Beresh claims that Adam's behaviour before the arrest was "a reaction to the systemic racism that his people have suffered for a long time, and that is a part of what agitated him." Beresh continued, "He, as the leader, feels that he has to stand up and make the statement,"
"If you're bothering me as the leader, what is happening to those people that have no voice?"
Adam said blood was pouring from his mouth and and that he had to fight to maintain consciousness while the officer continued to strike his back.
"Every time our people do wrong … [the RCMP] always seem to use excessive force and that has to stop," said Adam to reporters. "Enough is enough."
Adam said that if he weren't a member of a minority group, then he wouldn't have been subjected to the violence. Adam called the incident part of a broader pattern across Canada of police harassing minorities.
The video of the incident as well as the photo of Adam's battered face have brought much attention to the issue of police brutality in Canada.
Adam has been charged by the RCMP with one count of resisting arrest and one count of assaulting a peace officer. Adam is scheduled to appear in court on July 2.
Senior RCMP officers reviewed the dashcam footage and determined that the officers' actions during the arrest were reasonable "and did not meet the threshold for an external investigation."
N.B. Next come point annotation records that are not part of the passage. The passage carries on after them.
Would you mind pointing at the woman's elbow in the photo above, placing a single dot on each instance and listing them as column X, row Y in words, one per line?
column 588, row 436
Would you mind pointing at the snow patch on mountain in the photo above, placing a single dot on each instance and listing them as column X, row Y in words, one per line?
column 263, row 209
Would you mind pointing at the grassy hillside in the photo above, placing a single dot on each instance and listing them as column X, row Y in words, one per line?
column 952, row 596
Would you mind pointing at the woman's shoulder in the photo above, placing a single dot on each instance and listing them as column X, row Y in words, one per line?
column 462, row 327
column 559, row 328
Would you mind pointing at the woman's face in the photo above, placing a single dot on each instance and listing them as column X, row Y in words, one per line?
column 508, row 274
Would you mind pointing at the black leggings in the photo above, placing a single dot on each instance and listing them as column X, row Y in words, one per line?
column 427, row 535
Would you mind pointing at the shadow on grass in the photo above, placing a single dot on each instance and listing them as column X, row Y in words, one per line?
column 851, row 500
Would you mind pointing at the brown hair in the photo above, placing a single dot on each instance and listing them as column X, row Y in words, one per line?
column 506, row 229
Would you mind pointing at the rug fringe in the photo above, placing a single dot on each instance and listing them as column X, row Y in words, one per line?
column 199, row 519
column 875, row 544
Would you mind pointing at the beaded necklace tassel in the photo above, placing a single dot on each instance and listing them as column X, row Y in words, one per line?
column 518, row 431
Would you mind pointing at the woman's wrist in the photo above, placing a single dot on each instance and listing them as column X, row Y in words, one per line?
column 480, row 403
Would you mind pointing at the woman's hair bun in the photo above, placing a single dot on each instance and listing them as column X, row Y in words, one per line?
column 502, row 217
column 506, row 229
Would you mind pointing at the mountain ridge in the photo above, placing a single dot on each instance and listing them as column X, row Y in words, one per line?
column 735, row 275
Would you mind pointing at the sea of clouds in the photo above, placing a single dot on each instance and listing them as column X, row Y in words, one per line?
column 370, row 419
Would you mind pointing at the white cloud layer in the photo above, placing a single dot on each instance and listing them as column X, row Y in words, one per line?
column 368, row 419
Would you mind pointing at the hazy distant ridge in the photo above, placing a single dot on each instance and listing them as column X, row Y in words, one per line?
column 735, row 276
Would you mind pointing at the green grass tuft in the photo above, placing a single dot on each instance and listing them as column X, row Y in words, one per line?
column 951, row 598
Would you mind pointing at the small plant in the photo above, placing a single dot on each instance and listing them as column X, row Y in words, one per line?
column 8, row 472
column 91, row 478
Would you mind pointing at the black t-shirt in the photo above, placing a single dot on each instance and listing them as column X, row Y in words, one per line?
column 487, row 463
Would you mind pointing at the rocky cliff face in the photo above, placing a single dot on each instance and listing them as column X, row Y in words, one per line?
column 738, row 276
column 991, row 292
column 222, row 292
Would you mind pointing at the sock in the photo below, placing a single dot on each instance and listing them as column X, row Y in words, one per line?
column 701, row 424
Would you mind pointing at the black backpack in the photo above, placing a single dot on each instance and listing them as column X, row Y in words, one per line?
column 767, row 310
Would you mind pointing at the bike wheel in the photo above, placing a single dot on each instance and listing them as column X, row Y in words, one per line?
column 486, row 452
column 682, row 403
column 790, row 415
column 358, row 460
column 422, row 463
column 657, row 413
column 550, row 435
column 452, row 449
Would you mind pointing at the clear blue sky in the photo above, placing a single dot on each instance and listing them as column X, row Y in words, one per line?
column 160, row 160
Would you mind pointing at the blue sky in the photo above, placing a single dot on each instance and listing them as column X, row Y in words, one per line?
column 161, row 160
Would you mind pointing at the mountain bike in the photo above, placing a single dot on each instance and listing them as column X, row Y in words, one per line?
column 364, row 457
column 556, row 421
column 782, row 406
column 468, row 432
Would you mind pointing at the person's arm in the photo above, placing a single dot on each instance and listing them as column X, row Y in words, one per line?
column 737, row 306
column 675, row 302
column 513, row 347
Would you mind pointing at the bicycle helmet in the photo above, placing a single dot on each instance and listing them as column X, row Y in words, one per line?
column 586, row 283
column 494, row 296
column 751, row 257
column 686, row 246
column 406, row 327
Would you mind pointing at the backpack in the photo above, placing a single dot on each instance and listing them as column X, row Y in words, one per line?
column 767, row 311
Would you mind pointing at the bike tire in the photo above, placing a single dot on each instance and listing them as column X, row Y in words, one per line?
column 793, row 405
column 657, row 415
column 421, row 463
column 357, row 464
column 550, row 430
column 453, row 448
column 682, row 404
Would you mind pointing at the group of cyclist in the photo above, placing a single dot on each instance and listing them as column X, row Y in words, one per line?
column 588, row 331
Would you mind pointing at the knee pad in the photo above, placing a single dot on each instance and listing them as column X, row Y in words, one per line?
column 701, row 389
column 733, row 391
However Alberta's director of law enforcement has since asked the Alberta Serious Incident Response team to conduct their own investigation as criminal allegations have been made by Adam and his lawyer towards the arresting officers.
"We have obviously all seen and been deeply alarmed by the pictures that Chief Adam shared," said Prime Minister Trudeau on Monday. Trudeau said he vows to bring forth "significant, concrete and rapid measures" to address systemic racism in Canada's policing.
Alberta's commanding officer of the RCMP has publicly denied that there is systemic racism in Canada's policing. Deputy Commissioner Curtis Zabocki also said he didn't believe the issue was systemic in Canada during a news conference in Edmonton, however he later said, "We all acknowledge that racist individuals can be anywhere throughout our society and institutions — and we have acknowledged that organizationally in the RCMP."